Einfluss und Vermächtnis
»Actually« ist eines jener seltenen Alben, die zur Zeit sprechen, ohne je von ihr abhängig zu werden.
Der Einfluss von »Actually« lässt sich schwer überschätzen. Ohne dieses Album gäbe es kein Pulp, das »Common People« schreibt. Keinen Jake Shears von den Scissor Sisters, der offen über Queerness in Popsongs nachdenkt. Keinen Brandon Flowers, der den amerikanischen Synthpop britisch dekliniert. Das Erbe ist nicht nur musikalisch; es ist eine Haltung: Distanz als Mittel der Aufrichtigkeit, Eleganz als Form von Widerstand.

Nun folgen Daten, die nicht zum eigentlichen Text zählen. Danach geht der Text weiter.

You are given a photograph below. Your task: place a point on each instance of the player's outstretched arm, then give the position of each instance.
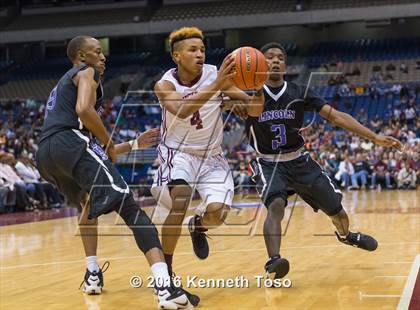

Die Pet Shop Boys haben seitdem Dutzende weiterer Alben veröffentlicht, einige davon herausragend. Aber »Actually« hat eine Qualität, die nur wenige Werke besitzen: Es altert nicht. Es klingt 1987, und es klingt heute – und beides zugleich. Das liegt vielleicht daran, dass die Fragen, die Tennant stellt, keine haben, die man endgültig beantworten kann. Was haben wir verdient? Was schulden wir einander? Wie viel von uns verkaufen wir, und an wen?
Das Album endet, die Nadel läuft in der letzten Rille, und man sitzt still. Actually.